The two disappear from view. After a while darkness returns, and replaces the ubiquitous whiteness.

_____

"Seems to me he didn't want to die, as yet. We took him before his time," says a slender hyperactive woman who's presently touching this and touching that to a heavily built bespactaled man wearing a white labcoat. A stethoscope hanging from around his neck. It's the doctor and his aide. Talking while they cast constant glances at a pale white Insimbi. Peacefully snoring on a single bed. Never turning. Never moving. Lying under white sheets as still as a corpse.

"We'd a promise to keep," says the man writing something on a form.

"We broke the rules."

"Only slightly. He'd have plunged on his own accord anywhere. Plus remember, there was no way Kojo was going to fight that thing without our accepting his conditions first."

"His daughter was running towards him. You don't think he'd have listened to his daughter's pleas? Plus, let me go on record as having said that we were blackmailed into doing this. This is nothing more than homicide on. . . ."

"It is what it is Miko. He's here now. And we've got to prepare him for the fight."

"I'm just saying, I thought N.T. was a second chance initiative exclusively. But when we start to bend the rules, even a little bit, for the sake of expediency, we don't know what's in the Pandora's box we're opening."

"I've been doing this for decades Miko, you've been here for what? Three weeks? Don't make a big deal out of it Miko. Just trust me."

_____

When he next opens his eyes Insimbi feels it. Not that kind of feel it you do when you're a mortal, which he assumes he's no longer. It's a weird kind of feel it. Almost as if it's just a contrivance from past experience. Whatever it is at least his basic abilities have returned. He can now move his pupils. He can now turn his head. Move any limb he feels like, though he doesn't feel it actually moving. It's as if he's moving everything with faith, not any bodily mechanism designed for the purpose. He doesn't even feel the fabric of the sheets wrapping his body brush over his skin. And still he can't breathe. He can't taste. He can't smell. But he can hear. Because when the lady at a desk near the exit who's been listening to music through some earphones all the while he's been awake for the second time looks back, sees his naked body already sat upright on the bed and drops paper and containers from the desk in trepidation he hears the chaos rattle on the floor. And her breathe and chuckle. Breathe? He tries it but doesn't succeed. When she opens her mouth to speak he hears her:

"I'm sorry, you scared me a little bit there."

Insimbi covers his lower body with a sheet more out of tradition than as a result of shame or felt need. He doesn't care for her, for himself, for anything really. He'll just use the experiences of his former life to get by. Hoping they hold any sway here.

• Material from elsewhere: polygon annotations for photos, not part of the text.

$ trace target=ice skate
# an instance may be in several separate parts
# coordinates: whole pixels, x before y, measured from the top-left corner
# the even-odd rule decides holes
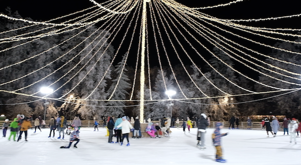
[[[220,162],[220,163],[226,163],[226,160],[224,160],[224,159],[217,159],[216,160],[216,162]]]

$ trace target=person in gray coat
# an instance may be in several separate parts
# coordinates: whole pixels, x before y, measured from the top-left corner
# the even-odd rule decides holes
[[[274,117],[272,121],[272,127],[273,128],[273,132],[274,132],[274,137],[276,137],[277,131],[279,129],[279,122],[277,118]]]

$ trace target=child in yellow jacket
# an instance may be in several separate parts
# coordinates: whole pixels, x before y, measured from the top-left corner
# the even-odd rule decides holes
[[[20,135],[19,135],[19,138],[18,138],[17,142],[22,138],[21,136],[23,132],[25,135],[25,141],[27,141],[27,130],[28,130],[28,128],[31,128],[32,127],[29,119],[28,117],[26,117],[25,118],[25,121],[24,121],[21,125],[21,127],[20,128]]]

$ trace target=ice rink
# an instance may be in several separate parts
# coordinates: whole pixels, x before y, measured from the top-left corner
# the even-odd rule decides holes
[[[108,143],[106,129],[93,131],[92,128],[82,128],[78,148],[60,149],[69,143],[69,136],[65,139],[48,138],[50,129],[28,130],[28,142],[24,134],[18,142],[8,141],[10,134],[0,139],[0,164],[28,165],[217,165],[215,162],[215,148],[211,139],[213,129],[206,134],[207,149],[202,151],[196,147],[197,129],[193,128],[186,134],[182,129],[171,128],[169,138],[139,139],[130,138],[131,146],[120,146]],[[224,159],[228,165],[298,165],[301,153],[301,138],[297,144],[290,143],[289,136],[278,132],[278,136],[266,137],[265,131],[228,130],[222,138]],[[2,130],[1,130],[2,136]],[[113,137],[113,141],[116,138]],[[75,142],[74,142],[74,144]],[[126,140],[125,143],[126,145]]]

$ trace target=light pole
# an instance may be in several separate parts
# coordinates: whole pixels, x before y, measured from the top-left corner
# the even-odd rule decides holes
[[[171,108],[171,106],[173,105],[171,102],[171,100],[172,99],[171,96],[176,94],[176,91],[172,90],[168,90],[165,92],[165,94],[168,96],[168,99],[170,100],[170,104],[169,104],[169,108],[170,108],[170,119],[172,117],[172,108]]]
[[[42,87],[40,89],[40,91],[42,93],[44,94],[48,94],[52,92],[53,91],[53,89],[52,88],[50,88],[47,87]],[[44,103],[44,121],[45,120],[45,118],[46,117],[46,107],[47,105],[49,104],[49,102],[47,102],[47,98],[45,97],[45,103]]]

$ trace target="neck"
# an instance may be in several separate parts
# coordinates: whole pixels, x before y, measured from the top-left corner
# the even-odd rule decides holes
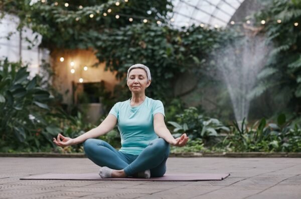
[[[133,94],[132,93],[132,98],[130,100],[131,104],[138,104],[142,102],[145,99],[145,94]]]

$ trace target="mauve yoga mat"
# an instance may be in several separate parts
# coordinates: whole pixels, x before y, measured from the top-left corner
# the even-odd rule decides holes
[[[45,174],[31,176],[20,180],[141,180],[141,181],[207,181],[221,180],[229,174],[166,174],[160,178],[149,179],[133,178],[101,178],[97,173]]]

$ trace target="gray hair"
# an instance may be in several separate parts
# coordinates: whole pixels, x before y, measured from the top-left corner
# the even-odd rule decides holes
[[[146,72],[146,76],[147,77],[147,81],[149,80],[152,80],[152,76],[150,76],[150,72],[149,71],[149,68],[146,66],[144,66],[141,64],[137,64],[131,66],[127,70],[127,74],[126,75],[126,80],[128,79],[128,74],[129,74],[129,72],[131,70],[134,68],[142,68]]]

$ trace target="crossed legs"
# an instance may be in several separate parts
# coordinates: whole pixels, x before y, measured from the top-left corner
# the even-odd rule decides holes
[[[148,170],[151,177],[159,177],[166,172],[170,147],[167,142],[160,138],[150,142],[139,156],[133,156],[118,151],[103,140],[90,138],[84,142],[84,150],[93,162],[108,168],[108,170],[104,170],[111,174],[107,178],[133,176]]]

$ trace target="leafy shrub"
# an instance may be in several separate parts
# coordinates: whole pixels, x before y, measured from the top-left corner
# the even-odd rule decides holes
[[[175,127],[174,132],[178,132],[173,134],[175,137],[186,132],[191,139],[201,138],[206,144],[210,139],[219,136],[221,131],[229,130],[218,120],[204,116],[195,107],[185,109],[176,118],[177,122],[168,122]]]

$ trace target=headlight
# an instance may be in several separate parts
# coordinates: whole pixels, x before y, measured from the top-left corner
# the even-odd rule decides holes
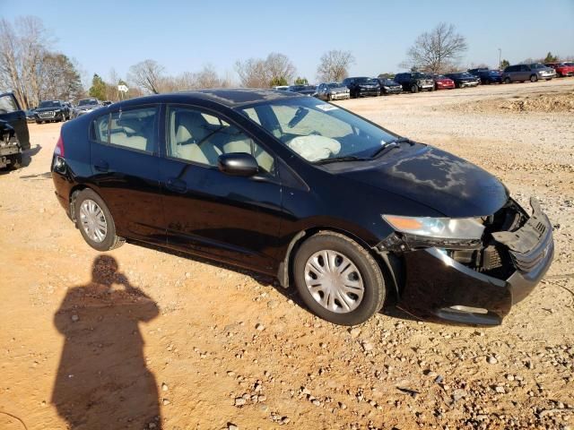
[[[484,231],[484,226],[473,218],[382,217],[396,231],[424,237],[480,240]]]

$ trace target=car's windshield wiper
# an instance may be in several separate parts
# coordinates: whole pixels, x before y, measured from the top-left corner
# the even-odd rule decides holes
[[[364,161],[366,159],[365,159],[363,157],[357,157],[355,155],[345,155],[344,157],[333,157],[330,159],[319,159],[317,161],[314,161],[313,164],[327,164],[327,163],[340,163],[343,161]]]
[[[406,137],[399,137],[398,139],[393,139],[392,141],[386,142],[385,144],[381,145],[380,148],[378,148],[375,152],[370,156],[371,159],[382,154],[386,150],[392,150],[393,148],[399,148],[401,143],[408,142],[411,145],[413,145],[414,142]]]

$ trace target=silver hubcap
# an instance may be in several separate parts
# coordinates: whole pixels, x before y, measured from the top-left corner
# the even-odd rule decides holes
[[[324,308],[346,314],[359,306],[365,288],[357,266],[341,253],[319,251],[305,264],[305,284]]]
[[[108,234],[108,222],[104,212],[93,200],[84,200],[80,206],[80,222],[85,234],[94,242],[100,243]]]

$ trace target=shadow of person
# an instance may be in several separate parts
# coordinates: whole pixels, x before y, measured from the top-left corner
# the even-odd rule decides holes
[[[51,401],[71,428],[161,427],[138,328],[158,314],[109,255],[94,260],[89,284],[68,289],[54,317],[65,340]]]

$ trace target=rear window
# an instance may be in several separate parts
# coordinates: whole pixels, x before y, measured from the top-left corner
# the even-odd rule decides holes
[[[94,119],[91,137],[100,143],[152,153],[155,150],[157,108],[103,115]]]

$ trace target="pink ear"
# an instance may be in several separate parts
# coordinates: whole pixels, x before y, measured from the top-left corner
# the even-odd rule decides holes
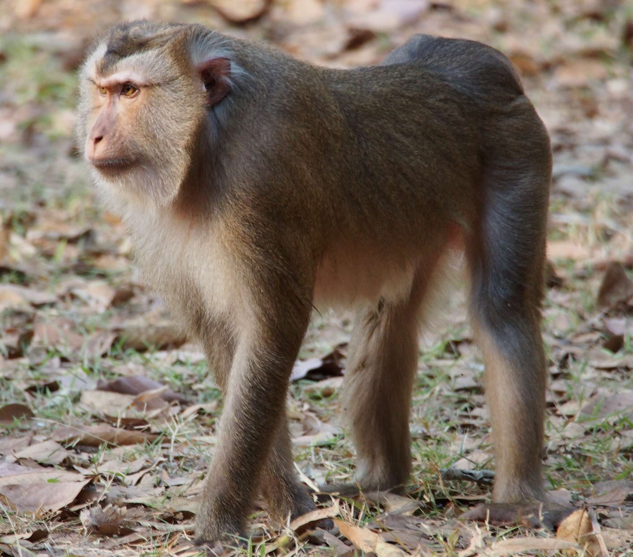
[[[230,91],[231,61],[228,58],[211,58],[197,68],[208,96],[208,104],[213,106],[223,99]]]

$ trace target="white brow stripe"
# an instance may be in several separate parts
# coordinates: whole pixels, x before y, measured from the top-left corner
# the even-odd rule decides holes
[[[127,83],[128,82],[138,85],[151,85],[147,80],[142,77],[140,73],[134,72],[117,72],[108,77],[99,77],[96,80],[97,84],[100,87],[111,87],[119,83]]]

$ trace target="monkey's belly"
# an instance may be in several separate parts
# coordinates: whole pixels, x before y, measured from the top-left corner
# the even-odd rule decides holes
[[[320,264],[313,303],[318,310],[403,299],[411,291],[417,264],[410,258],[356,249],[329,254]]]

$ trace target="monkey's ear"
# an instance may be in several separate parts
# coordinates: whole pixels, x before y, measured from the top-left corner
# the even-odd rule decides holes
[[[211,58],[197,66],[210,106],[216,104],[231,90],[231,61]]]

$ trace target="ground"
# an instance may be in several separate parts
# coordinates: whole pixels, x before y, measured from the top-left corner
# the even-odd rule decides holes
[[[260,505],[241,553],[633,555],[633,4],[621,0],[4,0],[0,554],[198,553],[192,518],[220,394],[141,284],[72,139],[86,45],[139,17],[201,22],[343,67],[378,62],[416,32],[483,41],[515,63],[552,138],[544,464],[551,497],[580,510],[556,532],[458,520],[489,500],[477,472],[494,462],[458,289],[420,353],[408,497],[326,503],[328,533],[275,529]],[[337,403],[349,328],[349,316],[315,315],[296,370],[291,428],[308,485],[353,472]]]

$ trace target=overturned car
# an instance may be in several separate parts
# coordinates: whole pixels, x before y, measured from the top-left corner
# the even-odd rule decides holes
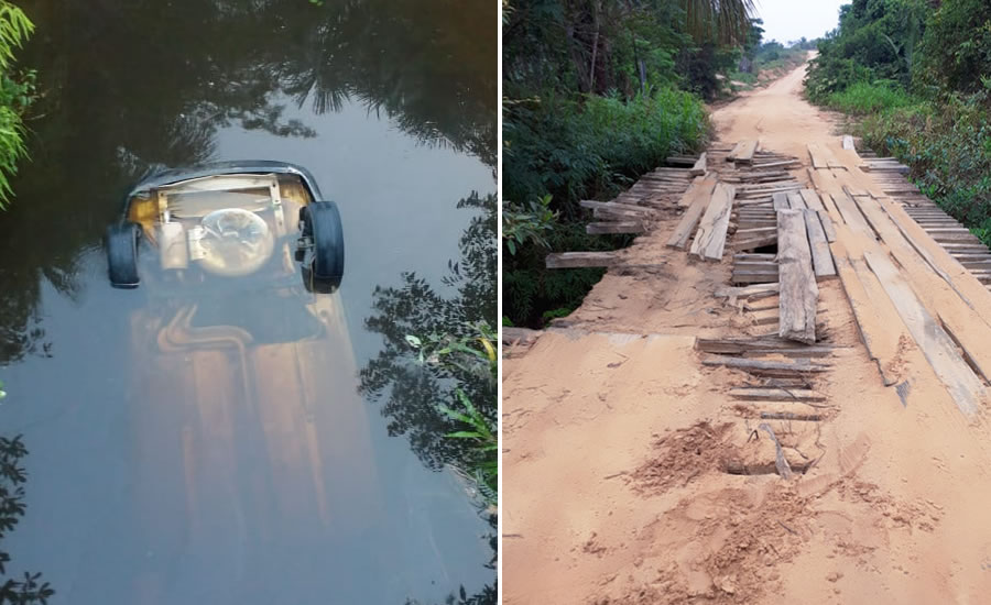
[[[296,279],[313,293],[344,277],[340,213],[313,176],[281,162],[215,163],[140,183],[107,230],[110,284],[166,290],[230,278]],[[297,268],[298,267],[298,268]]]

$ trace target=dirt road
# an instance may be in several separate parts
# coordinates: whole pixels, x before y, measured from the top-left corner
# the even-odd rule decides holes
[[[805,165],[818,143],[849,163],[828,116],[801,98],[803,75],[719,109],[719,140],[760,139]],[[769,327],[759,304],[715,296],[730,263],[665,248],[676,223],[639,238],[625,251],[639,268],[611,270],[565,327],[508,350],[505,603],[991,601],[987,402],[962,414],[895,334],[886,370],[911,385],[900,397],[840,280],[823,282],[817,319],[835,349],[824,399],[802,410],[819,420],[769,422],[808,471],[727,472],[727,460],[774,460],[774,446],[729,396],[747,377],[703,365],[696,339]]]

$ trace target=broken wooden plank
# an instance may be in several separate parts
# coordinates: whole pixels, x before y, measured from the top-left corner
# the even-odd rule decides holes
[[[812,360],[795,361],[765,361],[745,358],[729,358],[714,355],[703,360],[703,365],[720,365],[733,370],[742,370],[758,376],[794,376],[796,374],[815,374],[827,372],[829,366],[823,363],[813,363]]]
[[[829,211],[826,210],[826,206],[823,204],[823,200],[813,189],[802,189],[799,191],[802,195],[802,199],[805,200],[805,205],[818,212],[819,215],[819,223],[823,226],[823,232],[826,234],[826,241],[832,243],[836,241],[836,227],[832,224],[832,219],[829,218]]]
[[[829,242],[826,232],[819,221],[819,213],[815,210],[803,210],[805,215],[805,230],[808,233],[808,246],[813,254],[813,270],[816,279],[836,277],[836,265],[832,263],[832,253],[829,251]]]
[[[806,145],[808,150],[808,156],[812,160],[813,168],[828,168],[830,157],[829,155],[818,145],[818,143],[809,143]]]
[[[751,164],[753,163],[753,154],[758,148],[760,141],[744,141],[743,146],[740,148],[739,153],[733,156],[733,162],[740,164]]]
[[[766,402],[824,402],[826,396],[809,388],[731,388],[734,399],[762,399]]]
[[[792,210],[805,210],[808,206],[805,205],[805,200],[802,198],[802,195],[798,191],[794,194],[788,194],[788,207]]]
[[[599,208],[616,209],[627,211],[640,217],[652,217],[655,213],[655,210],[653,208],[636,206],[634,204],[620,204],[616,201],[596,201],[592,199],[582,199],[578,202],[578,206],[582,208],[589,208],[591,210],[598,210]]]
[[[863,256],[957,407],[968,416],[976,414],[984,398],[984,386],[960,356],[954,340],[926,311],[887,256],[874,252],[864,252]]]
[[[774,296],[778,292],[777,284],[763,284],[744,288],[725,287],[716,290],[717,298],[749,298],[752,296]],[[701,341],[704,339],[699,339]]]
[[[747,144],[747,141],[740,141],[737,143],[732,151],[729,152],[729,155],[726,156],[727,162],[733,162],[737,158],[737,155],[743,153],[743,146]]]
[[[611,267],[617,261],[614,252],[552,252],[544,264],[547,268]]]
[[[716,188],[717,180],[715,177],[707,178],[706,180],[711,184],[711,187],[704,184],[696,189],[694,194],[695,199],[691,201],[691,206],[689,206],[688,209],[685,210],[685,213],[682,215],[682,220],[678,221],[678,226],[675,227],[674,233],[667,239],[668,248],[684,250],[688,245],[688,239],[691,238],[691,233],[695,231],[696,226],[698,226],[698,221],[701,220],[703,213],[706,211],[706,208],[708,208],[712,191]],[[708,190],[708,193],[706,193],[706,190]]]
[[[769,245],[774,245],[777,243],[777,230],[775,229],[775,233],[769,235],[761,235],[758,238],[747,238],[745,240],[738,240],[733,242],[733,250],[756,250],[759,248],[764,248]]]
[[[801,210],[777,211],[777,263],[781,272],[781,338],[814,343],[819,288]]]
[[[726,250],[726,234],[729,229],[730,212],[736,189],[732,185],[719,183],[712,190],[712,198],[698,224],[690,254],[706,261],[719,262]]]
[[[643,233],[643,223],[640,221],[590,222],[585,226],[585,232],[589,235],[607,235],[610,233]]]
[[[718,179],[716,177],[696,177],[691,180],[691,185],[688,186],[685,195],[683,195],[678,200],[678,206],[688,208],[696,199],[700,197],[708,199],[709,196],[712,195],[712,189],[716,188],[717,180]]]
[[[701,155],[698,156],[698,160],[695,161],[695,165],[691,166],[691,169],[688,170],[688,174],[693,176],[701,176],[706,174],[706,152],[703,152]]]

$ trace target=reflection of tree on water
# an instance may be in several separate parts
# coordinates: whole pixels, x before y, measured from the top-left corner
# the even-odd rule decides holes
[[[483,213],[471,220],[459,241],[461,256],[449,264],[445,283],[456,295],[445,296],[415,273],[403,273],[400,286],[377,287],[375,315],[366,326],[382,334],[385,345],[361,370],[362,393],[384,399],[382,415],[389,418],[390,435],[405,435],[416,455],[435,470],[466,462],[471,447],[466,440],[445,438],[461,427],[437,409],[438,404],[459,407],[457,386],[496,421],[496,385],[489,376],[446,364],[420,365],[406,342],[406,334],[473,336],[472,322],[496,324],[496,196],[472,195],[458,208]]]
[[[209,160],[219,129],[309,136],[277,99],[382,111],[428,144],[496,165],[497,10],[455,0],[55,2],[20,64],[39,70],[31,162],[0,220],[0,362],[39,338],[40,282],[79,290],[121,197],[155,166]]]
[[[406,436],[421,461],[434,470],[446,464],[466,468],[471,461],[471,442],[449,439],[447,433],[464,427],[438,409],[438,404],[458,407],[455,389],[460,387],[492,424],[497,420],[497,385],[488,372],[477,373],[445,365],[416,363],[407,334],[476,336],[473,322],[497,319],[497,219],[496,196],[472,194],[458,202],[481,213],[471,219],[459,240],[460,257],[449,263],[444,284],[454,296],[433,288],[414,273],[403,273],[399,286],[377,287],[375,314],[366,320],[369,330],[382,334],[385,344],[377,358],[361,370],[361,392],[384,400],[382,415],[389,419],[389,433]],[[489,515],[496,529],[496,516]],[[496,552],[496,537],[490,537]],[[494,556],[493,556],[494,565]],[[493,568],[494,569],[494,568]],[[496,603],[494,585],[481,593],[451,595],[448,603],[481,605]],[[407,602],[407,605],[416,603]]]

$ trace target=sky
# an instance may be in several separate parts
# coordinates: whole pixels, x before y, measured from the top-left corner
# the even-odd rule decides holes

"Where am I?" he asks after the lady's done with picking up the mess under her desk. He's surprised by his lack of a trademark stutter. She stands up, sits on the desk while looking back at him. Thighs slightly revealed by a dress which suddenly creeps up. He doesn't feel anything for that either. Doesn't feel the blood rush. Doesn't feel the quickened heartbeat. Or saliva flooding his mouth at such a sight. Nothing. He's dead.

"You're in a body. Which looks exactly like yours. But it's not yours. You'll need some water first, then I'll explain."

"I'm not thirsty."

"Oh, you don't want to feel thirty. Trust me on that one."